The previous definition of close contact was someone who spent at least 15 minutes within 6 feet of a person with a confirmed case.
The CDC now defines close contact as “someone who was within 6 feet of an infected person for a cumulative total of 15 minutes or more over a 24-hour period starting from 2 days before illness onset (or, for asymptomatic patients, 2 days prior to test specimen collection) until the time the patient is isolated.”
The updated definition was announced the same day the CDC released a case study about the agency and the Vermont Department of Health (VDH) finding that multiple short exposures to people confirmed to have COVID-19 led to transmission of the virus.
During a contact tracing investigation described in the study, it was found that COVID-19 was transmitted to a correctional facility employee who interacted with people later found to be COVID-19-positive. The employee had 22 interactions totaling 17 minutes during an 8-hour shift.

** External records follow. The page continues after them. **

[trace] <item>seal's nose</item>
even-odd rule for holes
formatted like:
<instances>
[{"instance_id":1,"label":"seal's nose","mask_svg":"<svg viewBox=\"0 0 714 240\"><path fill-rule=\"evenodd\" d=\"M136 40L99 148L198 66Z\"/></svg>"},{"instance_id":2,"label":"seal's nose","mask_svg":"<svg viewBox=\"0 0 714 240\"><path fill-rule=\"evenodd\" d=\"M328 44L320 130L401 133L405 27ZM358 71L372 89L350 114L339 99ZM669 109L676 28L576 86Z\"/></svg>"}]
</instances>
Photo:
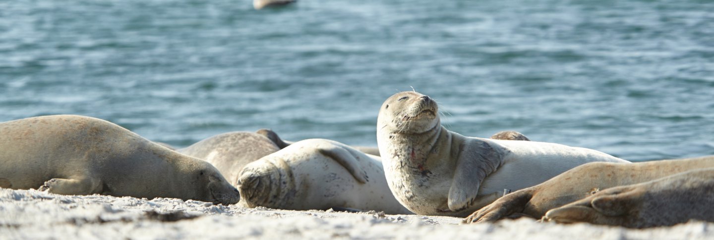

As a result of the expanded definition, contract tracing programs will be complicated, and businesses and schools could have a more difficult time staying open. The CDC recommends that a person quarantine for 14 days if he or she experiences a close contact exposure with someone who later is determined to have been COVID-19-positive at the time of the contact. The new guidance will require employers and administrators to count numerous short-duration contacts over the course of a work shift or school day, possibly resulting in more close contacts that will require quarantine.